Code files are usually kept in the `src/` directory, which can include subfolders as necessary.

## Virtual Environments

To put it simply, virtual environments allow us to use different versions of packages on the same computer, instead of us having to uninstall then reinstall different versions of a particular package.

The majority of the time, users work on many projects on their computer. This means the computational environments in which the projects operate within must be isolated from each other.

With these isolated environments, allows for the pathway of reproducibility.  


## Conda


To create and use these virtual environments, we have a few options. `virtualenv`, `venv`, `pipenv`, and `conda` are just some notable examples.

Conda in particular is a very popular open source package & environment management system for python.

## Managing Conda Environments

A Conda environment is a collection of packages that can be used for one or multiple projects. By using Conda environments, you can create an isolated Python environment tailored to your specific project.

Major Benefits of Using Conda Environments:
- Reproducibility: Ensures that others can reproduce your project by specifying the exact package versions you used, making it easy for them to install the same versions.
- Manage Different Versions: Allows you to handle different versions of the same package across projects by installing them in separate environments.
- Create Isolated Environments: Enables you to experiment with new packages without affecting the packages used for your data analysis, thus avoiding potential issues.

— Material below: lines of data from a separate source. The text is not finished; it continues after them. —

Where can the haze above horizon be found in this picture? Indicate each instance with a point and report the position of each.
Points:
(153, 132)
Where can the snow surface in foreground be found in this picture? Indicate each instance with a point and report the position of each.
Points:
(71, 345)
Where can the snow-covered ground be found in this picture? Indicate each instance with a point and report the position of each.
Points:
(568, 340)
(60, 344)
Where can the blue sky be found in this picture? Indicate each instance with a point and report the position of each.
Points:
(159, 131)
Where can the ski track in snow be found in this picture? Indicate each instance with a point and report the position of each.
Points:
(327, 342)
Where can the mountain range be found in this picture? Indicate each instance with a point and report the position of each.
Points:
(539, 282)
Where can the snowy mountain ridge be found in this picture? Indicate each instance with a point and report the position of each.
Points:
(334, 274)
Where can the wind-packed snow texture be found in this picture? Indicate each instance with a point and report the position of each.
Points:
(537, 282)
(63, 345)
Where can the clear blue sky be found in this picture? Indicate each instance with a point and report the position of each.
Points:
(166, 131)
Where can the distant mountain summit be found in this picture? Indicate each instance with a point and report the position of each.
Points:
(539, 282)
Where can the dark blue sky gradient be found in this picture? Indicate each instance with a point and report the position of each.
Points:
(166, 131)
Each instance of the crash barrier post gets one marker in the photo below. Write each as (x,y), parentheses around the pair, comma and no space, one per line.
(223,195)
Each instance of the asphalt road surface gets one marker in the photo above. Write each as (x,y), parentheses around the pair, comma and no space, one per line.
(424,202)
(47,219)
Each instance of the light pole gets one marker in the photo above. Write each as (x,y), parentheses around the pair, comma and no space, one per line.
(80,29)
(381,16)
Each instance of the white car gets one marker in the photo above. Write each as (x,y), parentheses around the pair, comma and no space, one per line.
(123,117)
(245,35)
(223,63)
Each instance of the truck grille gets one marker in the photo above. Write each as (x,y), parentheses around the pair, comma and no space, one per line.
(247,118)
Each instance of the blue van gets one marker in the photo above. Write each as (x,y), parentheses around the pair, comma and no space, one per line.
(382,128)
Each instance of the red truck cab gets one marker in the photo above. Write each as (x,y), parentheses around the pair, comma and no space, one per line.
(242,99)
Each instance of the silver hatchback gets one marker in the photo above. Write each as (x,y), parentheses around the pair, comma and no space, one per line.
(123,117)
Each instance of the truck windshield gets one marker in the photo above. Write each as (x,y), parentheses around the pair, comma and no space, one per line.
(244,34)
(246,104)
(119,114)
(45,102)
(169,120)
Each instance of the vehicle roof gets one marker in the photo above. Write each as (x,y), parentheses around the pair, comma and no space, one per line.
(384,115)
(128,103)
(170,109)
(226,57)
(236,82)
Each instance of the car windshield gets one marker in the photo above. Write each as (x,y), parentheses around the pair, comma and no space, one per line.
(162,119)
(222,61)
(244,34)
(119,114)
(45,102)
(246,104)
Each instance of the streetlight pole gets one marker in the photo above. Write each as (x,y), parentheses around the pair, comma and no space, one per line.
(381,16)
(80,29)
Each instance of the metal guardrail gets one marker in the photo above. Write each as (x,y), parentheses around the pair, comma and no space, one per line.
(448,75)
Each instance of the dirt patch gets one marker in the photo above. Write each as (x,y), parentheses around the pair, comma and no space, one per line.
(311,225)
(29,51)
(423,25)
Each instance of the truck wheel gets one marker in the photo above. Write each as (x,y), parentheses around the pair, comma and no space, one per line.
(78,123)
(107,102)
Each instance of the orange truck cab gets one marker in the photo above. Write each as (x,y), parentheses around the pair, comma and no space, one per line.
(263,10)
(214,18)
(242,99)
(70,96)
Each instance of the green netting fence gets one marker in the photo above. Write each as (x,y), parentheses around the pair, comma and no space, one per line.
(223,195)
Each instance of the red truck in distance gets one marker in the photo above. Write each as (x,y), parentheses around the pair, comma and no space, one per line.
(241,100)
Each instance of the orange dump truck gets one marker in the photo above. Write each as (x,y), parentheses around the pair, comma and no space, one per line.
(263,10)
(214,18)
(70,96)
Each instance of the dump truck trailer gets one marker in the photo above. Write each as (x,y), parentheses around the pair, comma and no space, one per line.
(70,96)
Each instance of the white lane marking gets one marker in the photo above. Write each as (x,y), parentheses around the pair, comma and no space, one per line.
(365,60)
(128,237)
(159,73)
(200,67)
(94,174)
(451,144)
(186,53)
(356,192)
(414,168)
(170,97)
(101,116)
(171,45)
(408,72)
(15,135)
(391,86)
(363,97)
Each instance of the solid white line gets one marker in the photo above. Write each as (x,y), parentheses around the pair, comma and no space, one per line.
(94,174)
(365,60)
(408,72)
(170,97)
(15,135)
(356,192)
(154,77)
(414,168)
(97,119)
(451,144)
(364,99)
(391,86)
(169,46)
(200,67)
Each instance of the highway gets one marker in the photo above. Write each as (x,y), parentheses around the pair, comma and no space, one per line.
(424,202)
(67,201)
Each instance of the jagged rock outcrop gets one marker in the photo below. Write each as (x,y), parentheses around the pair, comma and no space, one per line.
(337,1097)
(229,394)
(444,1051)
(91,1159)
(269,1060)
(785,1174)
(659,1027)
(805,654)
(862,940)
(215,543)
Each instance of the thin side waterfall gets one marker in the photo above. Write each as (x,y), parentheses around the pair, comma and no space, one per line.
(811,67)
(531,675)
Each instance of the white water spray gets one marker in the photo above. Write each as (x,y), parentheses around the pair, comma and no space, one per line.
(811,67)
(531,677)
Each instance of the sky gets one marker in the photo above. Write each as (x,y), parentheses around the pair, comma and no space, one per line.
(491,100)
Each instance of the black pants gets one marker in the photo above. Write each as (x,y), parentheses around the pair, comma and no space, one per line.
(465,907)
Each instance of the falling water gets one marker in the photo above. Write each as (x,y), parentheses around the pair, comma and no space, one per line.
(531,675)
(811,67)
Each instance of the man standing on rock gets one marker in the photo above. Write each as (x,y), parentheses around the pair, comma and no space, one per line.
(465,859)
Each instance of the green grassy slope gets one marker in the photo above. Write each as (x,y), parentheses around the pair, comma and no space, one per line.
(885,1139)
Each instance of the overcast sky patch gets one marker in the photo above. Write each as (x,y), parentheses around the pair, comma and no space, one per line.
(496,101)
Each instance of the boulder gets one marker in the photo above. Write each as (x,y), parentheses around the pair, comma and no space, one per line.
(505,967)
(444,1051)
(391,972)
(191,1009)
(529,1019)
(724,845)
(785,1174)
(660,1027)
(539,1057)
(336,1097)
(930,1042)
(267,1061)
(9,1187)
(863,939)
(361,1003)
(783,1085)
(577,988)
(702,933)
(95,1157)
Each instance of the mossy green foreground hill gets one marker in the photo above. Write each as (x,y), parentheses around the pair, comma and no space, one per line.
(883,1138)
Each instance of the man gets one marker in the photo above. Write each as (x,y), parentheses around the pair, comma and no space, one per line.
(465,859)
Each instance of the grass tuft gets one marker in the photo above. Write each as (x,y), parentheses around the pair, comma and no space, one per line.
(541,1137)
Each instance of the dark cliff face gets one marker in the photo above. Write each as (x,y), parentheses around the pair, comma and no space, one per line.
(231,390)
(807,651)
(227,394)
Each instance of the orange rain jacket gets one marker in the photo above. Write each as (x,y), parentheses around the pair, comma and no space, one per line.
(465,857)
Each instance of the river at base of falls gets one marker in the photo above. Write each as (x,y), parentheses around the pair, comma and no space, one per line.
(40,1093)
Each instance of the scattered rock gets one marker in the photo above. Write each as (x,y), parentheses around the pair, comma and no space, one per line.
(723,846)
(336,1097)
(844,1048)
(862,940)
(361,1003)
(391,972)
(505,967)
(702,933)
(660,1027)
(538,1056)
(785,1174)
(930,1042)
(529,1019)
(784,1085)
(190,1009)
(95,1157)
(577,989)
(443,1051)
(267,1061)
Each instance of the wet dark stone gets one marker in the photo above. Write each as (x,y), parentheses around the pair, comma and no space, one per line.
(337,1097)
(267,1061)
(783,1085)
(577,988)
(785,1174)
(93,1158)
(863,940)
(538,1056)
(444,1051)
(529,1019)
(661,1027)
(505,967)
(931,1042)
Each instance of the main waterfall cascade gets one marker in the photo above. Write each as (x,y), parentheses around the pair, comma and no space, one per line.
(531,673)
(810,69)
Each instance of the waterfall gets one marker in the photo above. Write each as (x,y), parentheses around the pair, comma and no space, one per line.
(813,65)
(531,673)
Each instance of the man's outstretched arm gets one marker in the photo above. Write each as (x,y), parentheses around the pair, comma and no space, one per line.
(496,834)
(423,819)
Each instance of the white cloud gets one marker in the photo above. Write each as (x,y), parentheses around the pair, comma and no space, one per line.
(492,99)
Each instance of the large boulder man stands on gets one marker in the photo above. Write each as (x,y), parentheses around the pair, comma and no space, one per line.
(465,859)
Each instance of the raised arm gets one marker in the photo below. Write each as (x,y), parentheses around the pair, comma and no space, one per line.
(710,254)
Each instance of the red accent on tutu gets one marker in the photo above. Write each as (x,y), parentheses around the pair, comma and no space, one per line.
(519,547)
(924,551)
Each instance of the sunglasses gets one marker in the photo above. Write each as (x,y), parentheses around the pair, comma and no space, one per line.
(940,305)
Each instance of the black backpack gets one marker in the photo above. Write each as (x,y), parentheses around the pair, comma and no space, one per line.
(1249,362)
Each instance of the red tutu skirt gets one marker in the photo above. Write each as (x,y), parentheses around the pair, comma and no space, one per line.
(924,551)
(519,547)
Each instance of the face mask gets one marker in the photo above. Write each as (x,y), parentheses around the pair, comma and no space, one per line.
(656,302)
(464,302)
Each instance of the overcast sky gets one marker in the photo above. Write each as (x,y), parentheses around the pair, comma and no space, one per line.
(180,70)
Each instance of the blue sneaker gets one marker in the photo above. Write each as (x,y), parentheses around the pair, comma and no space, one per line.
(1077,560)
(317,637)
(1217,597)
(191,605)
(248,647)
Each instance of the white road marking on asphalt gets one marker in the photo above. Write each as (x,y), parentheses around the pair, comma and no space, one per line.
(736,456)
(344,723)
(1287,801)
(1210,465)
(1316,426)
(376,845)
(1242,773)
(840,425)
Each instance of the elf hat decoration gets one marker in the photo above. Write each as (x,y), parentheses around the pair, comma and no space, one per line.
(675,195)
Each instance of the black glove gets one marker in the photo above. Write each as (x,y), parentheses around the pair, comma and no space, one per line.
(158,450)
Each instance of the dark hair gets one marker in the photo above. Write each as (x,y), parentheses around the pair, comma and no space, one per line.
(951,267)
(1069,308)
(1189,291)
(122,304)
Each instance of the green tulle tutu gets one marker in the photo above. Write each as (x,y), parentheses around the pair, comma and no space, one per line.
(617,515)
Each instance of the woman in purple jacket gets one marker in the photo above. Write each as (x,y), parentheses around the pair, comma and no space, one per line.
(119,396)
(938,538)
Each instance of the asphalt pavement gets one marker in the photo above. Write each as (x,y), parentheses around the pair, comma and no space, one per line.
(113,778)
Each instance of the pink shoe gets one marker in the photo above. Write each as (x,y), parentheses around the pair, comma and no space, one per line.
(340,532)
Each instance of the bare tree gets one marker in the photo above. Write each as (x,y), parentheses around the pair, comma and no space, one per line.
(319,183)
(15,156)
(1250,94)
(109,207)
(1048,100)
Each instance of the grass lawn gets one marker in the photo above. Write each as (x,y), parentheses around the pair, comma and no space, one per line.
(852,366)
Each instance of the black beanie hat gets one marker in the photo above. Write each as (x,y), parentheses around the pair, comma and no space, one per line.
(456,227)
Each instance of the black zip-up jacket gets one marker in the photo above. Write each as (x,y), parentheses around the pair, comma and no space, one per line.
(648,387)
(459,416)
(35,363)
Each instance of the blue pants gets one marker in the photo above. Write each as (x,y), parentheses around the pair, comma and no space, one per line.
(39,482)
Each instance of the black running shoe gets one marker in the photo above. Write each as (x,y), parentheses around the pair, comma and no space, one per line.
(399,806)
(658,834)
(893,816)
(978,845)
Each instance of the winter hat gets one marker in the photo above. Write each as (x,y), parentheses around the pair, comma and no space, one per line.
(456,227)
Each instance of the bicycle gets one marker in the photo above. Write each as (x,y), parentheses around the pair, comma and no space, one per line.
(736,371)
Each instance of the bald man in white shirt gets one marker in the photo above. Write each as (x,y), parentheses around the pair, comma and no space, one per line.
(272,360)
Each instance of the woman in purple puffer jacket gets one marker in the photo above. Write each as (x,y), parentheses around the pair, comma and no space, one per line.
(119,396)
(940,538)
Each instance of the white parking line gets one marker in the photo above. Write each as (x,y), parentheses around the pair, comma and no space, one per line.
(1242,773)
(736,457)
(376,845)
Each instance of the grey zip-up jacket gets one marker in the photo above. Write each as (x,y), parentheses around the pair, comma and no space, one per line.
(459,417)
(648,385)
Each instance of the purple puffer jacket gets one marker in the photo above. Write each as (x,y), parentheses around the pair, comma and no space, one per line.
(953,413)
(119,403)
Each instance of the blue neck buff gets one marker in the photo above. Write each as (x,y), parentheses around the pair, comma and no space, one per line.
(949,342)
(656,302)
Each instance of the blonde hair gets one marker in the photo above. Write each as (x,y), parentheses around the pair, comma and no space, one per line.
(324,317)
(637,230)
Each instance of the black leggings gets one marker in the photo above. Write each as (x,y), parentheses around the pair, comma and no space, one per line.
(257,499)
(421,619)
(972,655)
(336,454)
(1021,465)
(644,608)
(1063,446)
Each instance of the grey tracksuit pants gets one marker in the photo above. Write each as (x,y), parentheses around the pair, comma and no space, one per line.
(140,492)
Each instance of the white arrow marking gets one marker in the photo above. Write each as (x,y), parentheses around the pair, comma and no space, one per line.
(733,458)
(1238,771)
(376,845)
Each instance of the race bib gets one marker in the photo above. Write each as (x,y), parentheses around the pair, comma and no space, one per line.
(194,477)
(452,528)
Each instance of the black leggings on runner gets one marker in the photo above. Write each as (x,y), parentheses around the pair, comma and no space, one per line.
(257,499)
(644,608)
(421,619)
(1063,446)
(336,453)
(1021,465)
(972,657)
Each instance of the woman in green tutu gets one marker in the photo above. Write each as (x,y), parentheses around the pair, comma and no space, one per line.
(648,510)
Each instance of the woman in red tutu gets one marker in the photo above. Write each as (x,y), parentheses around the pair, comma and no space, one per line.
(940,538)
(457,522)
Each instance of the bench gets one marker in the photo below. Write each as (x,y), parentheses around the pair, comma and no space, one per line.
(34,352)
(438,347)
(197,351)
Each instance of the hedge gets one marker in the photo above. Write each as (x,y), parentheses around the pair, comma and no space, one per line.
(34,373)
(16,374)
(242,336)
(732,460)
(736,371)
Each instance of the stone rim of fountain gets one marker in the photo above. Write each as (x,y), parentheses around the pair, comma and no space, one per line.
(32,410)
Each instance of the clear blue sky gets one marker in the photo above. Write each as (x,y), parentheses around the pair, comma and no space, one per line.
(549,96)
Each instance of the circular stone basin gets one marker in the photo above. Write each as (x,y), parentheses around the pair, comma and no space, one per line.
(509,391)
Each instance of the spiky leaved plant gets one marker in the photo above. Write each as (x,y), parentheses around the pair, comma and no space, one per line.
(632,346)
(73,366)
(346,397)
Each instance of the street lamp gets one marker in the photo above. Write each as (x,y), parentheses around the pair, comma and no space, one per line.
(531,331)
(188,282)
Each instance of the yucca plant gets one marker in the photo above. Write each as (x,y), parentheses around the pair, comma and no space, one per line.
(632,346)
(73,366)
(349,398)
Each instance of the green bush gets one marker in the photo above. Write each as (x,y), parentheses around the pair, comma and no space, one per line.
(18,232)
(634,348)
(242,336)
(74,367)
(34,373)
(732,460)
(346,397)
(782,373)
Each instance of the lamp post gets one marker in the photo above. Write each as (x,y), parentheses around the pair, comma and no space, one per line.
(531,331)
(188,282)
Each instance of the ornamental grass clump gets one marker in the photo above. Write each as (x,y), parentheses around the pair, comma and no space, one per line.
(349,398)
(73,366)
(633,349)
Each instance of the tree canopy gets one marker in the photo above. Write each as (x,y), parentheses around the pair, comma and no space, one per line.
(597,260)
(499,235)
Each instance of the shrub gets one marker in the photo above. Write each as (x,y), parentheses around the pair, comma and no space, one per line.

## Creating a Conda environment

There are two different ways of setting up a Conda environment.

The first method is to create the environment and install packages manually. These packages can be installed either at the time of environment creation or after creating the environment.

The second method is to create the environment through a file in `.yaml` format.

Let's take a look at an example code which creates a new environment called `test_env`.

`conda create -n test_env`

We can create a Conda environment named `test_env` by running the command `conda create -n test_env`. When you see the prompt `Proceed ([y]/n)?`, press Enter to continue.

The `-n` in the command `conda create -n test_env` stands for "name." It is used to specify the name of the new Conda environment you want to create. In this case, `test_env` is the name given to the new environment.

It's also helpful to specify additional details when creating the environment, such as the channel for installing packages, the Python version, and a list of packages to include.

In the example below, I am creating the test_env environment that uses Python 3.9, the latest version of jupyterlab, and pandas version 1.3.0.

`conda create -n test_env python=3.9 jupyterlab pandas=1.3.0`

## Activating a Conda Environment

The default Conda environment is the base environment, which includes only the essential packages. In this environment, the shell's prompt string is prefixed with `(base)`.

To activate the new environment we just created, type `conda activate test_env` (and `conda deactivate` to deactivate it).

Notice how the prompt string prefix in your shell changes from `(base)` to `(test_env)`, indicating that the `test_env` environment is now active.

To view all your environments, type `conda env list`.

Lastly, the environment with an asterik (*) next to it denotes the current active one.